The hurdles that some of the country’s major beverage companies revealed Wednesday that they faced in clearing their sugar consignments at the Dar es Salaam Port do not augur well for business. It’s issues such as this that force companies to slow down, or halt production.
It should not be let to get to that level – not when all it takes is for concerned authorities to put their heads together and iron out whatever problems there were, that caused the costly delays.
What’s worrying in this particular case is the fact that the Tanzania Revenue Authority (TRA) had already conducted the verification process to determine whether the imported sugar was for industrial or domestic use. In other words, the taxman had probably given the imported sugar the greenlight for clearing.
If the sugar importers had complied with all the procedures (as they said), why then was it taking longer than usual for clearing? This partly points to bureaucratic bungling, which should not be allowed because it disrupts operations, hampers production and leaves a huge cost burden on business.

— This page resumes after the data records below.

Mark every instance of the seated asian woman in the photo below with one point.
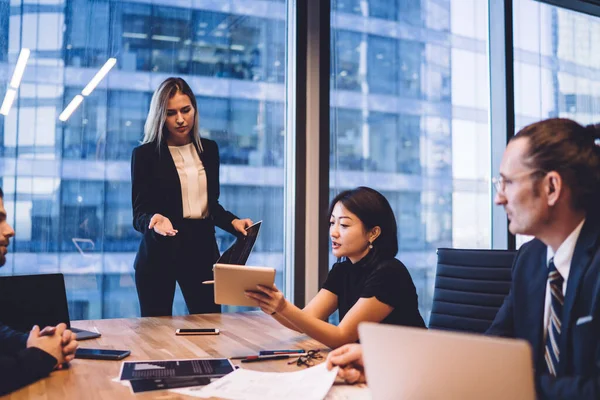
(367, 284)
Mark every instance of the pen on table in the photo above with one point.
(271, 357)
(272, 352)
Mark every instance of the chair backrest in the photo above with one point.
(470, 287)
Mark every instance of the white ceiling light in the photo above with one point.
(15, 81)
(20, 68)
(9, 97)
(99, 76)
(70, 108)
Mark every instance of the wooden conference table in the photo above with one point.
(154, 339)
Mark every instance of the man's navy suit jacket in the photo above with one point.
(521, 316)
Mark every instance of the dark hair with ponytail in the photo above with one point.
(572, 150)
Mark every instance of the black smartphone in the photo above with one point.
(101, 354)
(203, 331)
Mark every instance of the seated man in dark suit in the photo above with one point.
(25, 358)
(549, 186)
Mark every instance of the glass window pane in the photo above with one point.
(557, 65)
(67, 184)
(409, 118)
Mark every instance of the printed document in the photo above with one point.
(306, 384)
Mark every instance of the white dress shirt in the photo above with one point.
(192, 176)
(562, 261)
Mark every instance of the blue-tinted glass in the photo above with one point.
(67, 182)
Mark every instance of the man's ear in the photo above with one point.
(553, 187)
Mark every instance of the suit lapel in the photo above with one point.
(172, 178)
(579, 265)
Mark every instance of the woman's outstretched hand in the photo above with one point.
(162, 225)
(349, 359)
(269, 299)
(240, 225)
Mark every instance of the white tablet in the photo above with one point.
(231, 281)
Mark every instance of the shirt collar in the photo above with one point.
(564, 253)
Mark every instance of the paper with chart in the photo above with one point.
(200, 367)
(306, 384)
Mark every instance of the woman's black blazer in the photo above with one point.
(156, 187)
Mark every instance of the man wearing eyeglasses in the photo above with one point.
(549, 185)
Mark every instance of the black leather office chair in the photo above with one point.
(470, 286)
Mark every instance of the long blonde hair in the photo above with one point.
(154, 128)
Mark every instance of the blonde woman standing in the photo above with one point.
(175, 198)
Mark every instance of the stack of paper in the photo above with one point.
(307, 384)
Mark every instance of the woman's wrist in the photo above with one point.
(281, 307)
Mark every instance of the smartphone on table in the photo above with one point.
(199, 331)
(101, 354)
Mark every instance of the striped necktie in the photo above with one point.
(552, 354)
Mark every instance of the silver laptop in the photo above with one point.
(411, 363)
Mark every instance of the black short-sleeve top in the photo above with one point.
(388, 280)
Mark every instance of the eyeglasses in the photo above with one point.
(308, 360)
(500, 182)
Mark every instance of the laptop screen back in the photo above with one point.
(413, 363)
(27, 300)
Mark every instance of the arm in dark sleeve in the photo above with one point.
(569, 387)
(11, 341)
(141, 191)
(25, 367)
(221, 217)
(391, 284)
(503, 324)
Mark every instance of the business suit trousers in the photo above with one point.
(186, 258)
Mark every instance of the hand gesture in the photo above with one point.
(270, 299)
(349, 358)
(69, 342)
(162, 225)
(51, 344)
(240, 225)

While TRA’s taxpayer services and education director Richard Kayombo said he was not aware of the clearing problems the beverage companies were facing, the Confederation of Tanzania Industries (CTI) noted that delays by the Sugar Board of Tanzania (SBT) to issue permits had caused the snag. Going forward, it would be important to ensure that every department and agency work at the same speed in ensuring smooth flow in their roles to facilitate business operations. The Tanzania Ports Authority (TPA) has over past few months been tirelessly working on improving the image of the Dar es Salaam Port as an efficient harbour – it can’t be in the news for all the wrong reasons, especially those caused by the lack of a sense of urgency by those whose duty is facilitation.